Blood cultists would have tried a straight-forwarded memetic infestation of the Arbites and PDF, followed by a violent uprising. Filth cultists would have infected the laborers and underhivers, forming a horde of contagious and hard-to-kill abominations. The sybarites would have tempted the upper ranks: The nobles, Administratum, Ecclesiarchy and the top ranks of the armed forces, taking overt control.

It was their standard modus operandi, predictable, logical, playing to their strengths, almost as easily countered as the Ultramarines who slaved according to their Sacred Codex.

These Alpha Legion agents, corrupted by the Abomination of Lies had ... no, he still didn’t really know what their plan was. It involved sorcerous rituals, presumably for mass summoning of Daemons.

But the architecture of the ritual locations made no sense.

The sacrifices and reagents were mixed and faulty.

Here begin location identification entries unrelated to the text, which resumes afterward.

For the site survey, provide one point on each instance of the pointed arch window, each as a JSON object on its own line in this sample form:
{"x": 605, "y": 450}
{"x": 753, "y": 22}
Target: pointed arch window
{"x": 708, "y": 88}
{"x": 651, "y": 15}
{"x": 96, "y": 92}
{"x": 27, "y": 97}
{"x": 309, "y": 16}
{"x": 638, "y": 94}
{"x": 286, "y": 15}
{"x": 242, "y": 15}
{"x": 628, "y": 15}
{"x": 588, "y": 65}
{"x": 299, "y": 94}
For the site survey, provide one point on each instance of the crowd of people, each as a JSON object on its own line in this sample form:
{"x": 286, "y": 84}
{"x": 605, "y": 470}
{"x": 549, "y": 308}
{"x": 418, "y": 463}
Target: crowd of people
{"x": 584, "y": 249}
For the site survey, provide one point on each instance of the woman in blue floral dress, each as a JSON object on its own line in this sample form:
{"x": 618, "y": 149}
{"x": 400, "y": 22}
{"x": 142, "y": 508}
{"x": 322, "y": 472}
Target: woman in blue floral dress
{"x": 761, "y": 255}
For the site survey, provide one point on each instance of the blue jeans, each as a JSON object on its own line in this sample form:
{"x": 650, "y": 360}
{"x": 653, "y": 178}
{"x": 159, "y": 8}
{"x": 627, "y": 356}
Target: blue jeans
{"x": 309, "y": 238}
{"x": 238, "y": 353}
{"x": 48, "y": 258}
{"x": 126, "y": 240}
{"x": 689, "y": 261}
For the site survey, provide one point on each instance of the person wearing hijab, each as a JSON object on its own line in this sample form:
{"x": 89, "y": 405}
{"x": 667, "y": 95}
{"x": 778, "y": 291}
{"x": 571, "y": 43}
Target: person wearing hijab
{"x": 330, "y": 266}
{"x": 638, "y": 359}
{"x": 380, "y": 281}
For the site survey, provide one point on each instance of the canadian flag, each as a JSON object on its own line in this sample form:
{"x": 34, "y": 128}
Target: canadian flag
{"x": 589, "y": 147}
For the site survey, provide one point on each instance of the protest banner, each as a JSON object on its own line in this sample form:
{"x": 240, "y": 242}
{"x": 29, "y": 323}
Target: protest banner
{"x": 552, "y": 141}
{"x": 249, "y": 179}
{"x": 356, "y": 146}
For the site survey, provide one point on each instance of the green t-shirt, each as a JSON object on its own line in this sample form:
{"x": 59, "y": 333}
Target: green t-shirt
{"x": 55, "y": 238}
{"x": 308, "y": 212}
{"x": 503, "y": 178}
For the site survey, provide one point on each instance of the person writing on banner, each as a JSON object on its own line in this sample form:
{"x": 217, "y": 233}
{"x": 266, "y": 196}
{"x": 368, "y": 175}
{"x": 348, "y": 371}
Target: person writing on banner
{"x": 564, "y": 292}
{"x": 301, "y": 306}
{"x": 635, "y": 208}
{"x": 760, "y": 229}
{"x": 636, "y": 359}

There were eighty-one internal betrayals that resulted in more cultists killing each other, even a couple of traitor marines falling to krak grenades and melta charges, than Vista’s forces had managed to remove.

It was stupid, senseless, contra-logical.

The worst thing about the idiotic, backstabbing schemers was that their failures sometimes rebounded into a twisted success of sorts, killing or corrupting billions. If he had any hair left, he’d have torn it all away in absolute frustration.

The plasma-driller on his fifth mechadendrite melted the servitor-skull that popped up from the service-chute. The sergeant’s multi-melta finally disintegrated a sufficiently-sizable passageway through the wall, and he sent in twelve spider drones on each vector – above, on each side and in direct pursuit, skittering on the metallic ground with deliberately-audible clicking noises. Records indicated that psychological attacks were surprisingly successful against schemer-type cultists.

Fourteen cultists and a sorcerer fell to a concentrated barrage of volkite-fire and plasma bursts. Burning heretics and their belongings was the best method to ensure no corruption remained, and doing it in battle saved a lot of follow-up work and removed the chance for ‘luck’ to work against them.

Battering down the six Alpha Legionnaires was more difficult, since the one closest to them had a ready storm shield. The results weren’t pretty, with nine dead Ghosts, cut to pieces by power-weapons backed by the superior strength of space-marine augmented by the servo-muscles of the warp-tainted and densely-spiked Mark IV Maximus-pattern power armors, and twenty-two wounded, eight having lost limbs.